Deconstructing the Myth: The Truth About NASA and 'Plasma Life'
A persistent viral claim suggests NASA confirmed extraterrestrial life based on a paper about plasma. This is false. The study, not from NASA, was a speculative hypothesis about plasma behaving like a 'pre-life' form, not a confirmed discovery of alien organisms.

It’s a headline that refuses to die, resurfacing every few years in the digital ether: NASA has confirmed the existence of extraterrestrial life. Not little green men, the stories claim, but something far stranger—life made of plasma, discovered in the Earth's upper atmosphere. It’s a captivating idea, but one built on a complete misinterpretation of a fascinating, yet highly speculative, piece of theoretical physics.

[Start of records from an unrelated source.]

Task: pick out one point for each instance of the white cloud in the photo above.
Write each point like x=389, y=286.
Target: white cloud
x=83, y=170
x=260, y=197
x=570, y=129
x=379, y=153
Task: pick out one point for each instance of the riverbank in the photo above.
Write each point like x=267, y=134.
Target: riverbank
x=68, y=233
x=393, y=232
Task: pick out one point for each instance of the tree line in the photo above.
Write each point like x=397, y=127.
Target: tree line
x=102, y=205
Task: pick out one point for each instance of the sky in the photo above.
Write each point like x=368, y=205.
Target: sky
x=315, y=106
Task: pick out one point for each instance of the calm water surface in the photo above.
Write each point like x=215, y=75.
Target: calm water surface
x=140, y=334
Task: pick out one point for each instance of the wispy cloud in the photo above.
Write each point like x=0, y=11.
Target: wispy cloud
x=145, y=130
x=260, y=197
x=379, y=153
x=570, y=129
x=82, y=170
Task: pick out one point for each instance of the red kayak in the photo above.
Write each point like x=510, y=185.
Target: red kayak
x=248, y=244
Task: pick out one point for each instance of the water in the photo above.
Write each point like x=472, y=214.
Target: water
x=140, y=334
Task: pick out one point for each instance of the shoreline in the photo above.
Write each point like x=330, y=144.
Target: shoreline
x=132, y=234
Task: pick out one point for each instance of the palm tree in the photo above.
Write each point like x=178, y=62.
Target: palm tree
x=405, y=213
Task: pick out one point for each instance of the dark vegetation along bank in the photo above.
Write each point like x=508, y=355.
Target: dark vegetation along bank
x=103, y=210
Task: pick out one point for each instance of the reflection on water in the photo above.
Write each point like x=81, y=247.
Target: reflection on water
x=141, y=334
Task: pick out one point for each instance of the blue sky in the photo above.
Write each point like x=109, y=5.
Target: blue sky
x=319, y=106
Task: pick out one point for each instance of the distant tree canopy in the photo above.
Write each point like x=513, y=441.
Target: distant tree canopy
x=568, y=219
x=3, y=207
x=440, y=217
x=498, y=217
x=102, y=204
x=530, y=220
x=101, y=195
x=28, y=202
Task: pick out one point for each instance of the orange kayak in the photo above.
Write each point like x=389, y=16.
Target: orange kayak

The Genesis of a Digital Myth
The origin of this myth traces back to a 2007 paper published in the New Journal of Physics by researchers V. N. Tsytovich and G. E. Morfill, among others. Crucially, these scientists were not working for NASA; they were affiliated with the Max-Planck-Institut für extraterrestrische Physik in Germany. The paper, titled “From plasma crystals and helical structures towards inorganic living matter,” presented the results of a computer simulation. It proposed that under the right conditions, particles of inorganic dust suspended in plasma could self-organize into stable, DNA-like helical structures.
The research was intriguing, suggesting a potential pathway for matter to form complex structures, a sort of precursor to life. The paper itself contained bold language that was ripe for misinterpretation outside of academic circles.

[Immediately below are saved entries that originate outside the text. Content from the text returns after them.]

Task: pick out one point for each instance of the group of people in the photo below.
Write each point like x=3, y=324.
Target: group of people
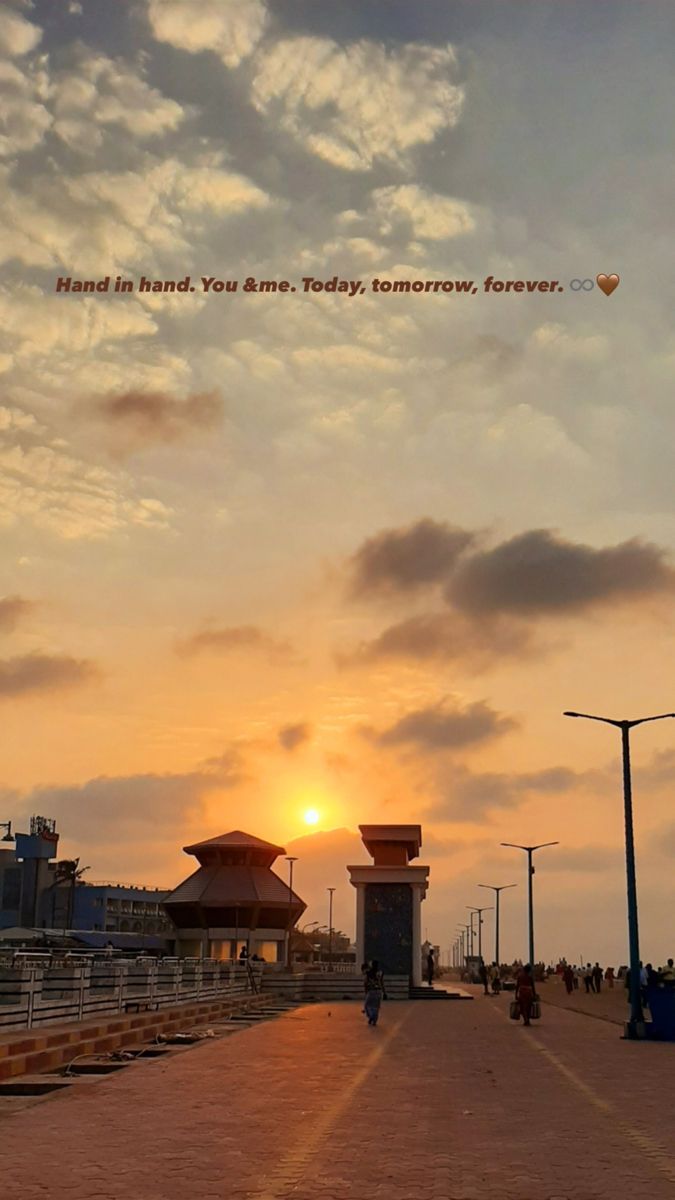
x=592, y=977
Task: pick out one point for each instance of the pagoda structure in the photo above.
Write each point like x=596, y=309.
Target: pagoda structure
x=233, y=900
x=389, y=894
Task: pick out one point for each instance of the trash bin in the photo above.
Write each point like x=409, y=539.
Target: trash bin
x=662, y=1007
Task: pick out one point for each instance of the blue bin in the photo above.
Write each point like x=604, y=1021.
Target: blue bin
x=662, y=1007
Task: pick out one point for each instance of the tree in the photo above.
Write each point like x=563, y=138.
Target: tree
x=70, y=871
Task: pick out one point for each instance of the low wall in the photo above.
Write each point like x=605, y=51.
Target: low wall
x=326, y=985
x=35, y=996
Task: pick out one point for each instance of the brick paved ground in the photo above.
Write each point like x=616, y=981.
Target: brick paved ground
x=609, y=1005
x=442, y=1101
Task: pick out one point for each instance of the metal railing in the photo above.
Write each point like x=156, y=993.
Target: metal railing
x=71, y=990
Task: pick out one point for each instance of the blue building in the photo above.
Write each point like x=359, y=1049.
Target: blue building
x=39, y=892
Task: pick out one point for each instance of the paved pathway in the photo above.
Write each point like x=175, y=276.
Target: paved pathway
x=443, y=1101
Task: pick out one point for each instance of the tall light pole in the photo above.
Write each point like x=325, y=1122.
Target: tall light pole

In their conclusion, the authors state that these complex, self-organized plasma structures "exhibit all the necessary properties to qualify as a form of inorganic living matter that may exist in space."
This sentence, stripped of its theoretical and computational context, became the seed of a global misunderstanding.
What the Science Actually Says
The key takeaway is that Tsytovich and his colleagues had not found anything. They had created a computer model demonstrating a theoretical possibility. Their model showed that these plasma helices could become charged, divide to form copies of themselves, and even evolve into more stable structures by attracting or repelling other particles. These are undeniably life-like behaviors, but they were observing them in a simulation, not in a Martian cave or a distant nebula.
The NASA Connection That Wasn't
So, where does NASA come in? Nowhere, directly. The US space agency did not author, fund, or endorse the paper. The connection is a fabrication, likely born from a combination of factors: the topic’s relevance to astrobiology, the official-sounding name of the Max Planck Institute, and the simple fact that adding “NASA” to a headline about space generates far more clicks. Over time, through countless re-blogs and social media posts, this false attribution became an accepted part of the myth.
Plasma Life vs. The Search We Know
This theoretical "plasma life" is a world away from what organizations like NASA are actually searching for. The agency's astrobiology program is largely guided by the principle of “follow the water.” The primary search for extraterrestrial life focuses on finding evidence of organisms as we understand them—likely carbon-based and requiring liquid water to thrive. This is why missions to Mars, Europa, and Enceladus are so critical. As stated on its official website, NASA is actively searching, but has found no definitive evidence of life beyond Earth… yet.
The story of plasma life isn't a malicious hoax, but rather a classic example of scientific speculation being supercharged and distorted by the internet. It highlights a fascinating area of physics while serving as a cautionary tale about how easily nuance is lost in the quest for a viral headline. The real, methodical search for life continues, grounded not in simulation, but in the data beamed back from humanity’s robotic emissaries across the solar system.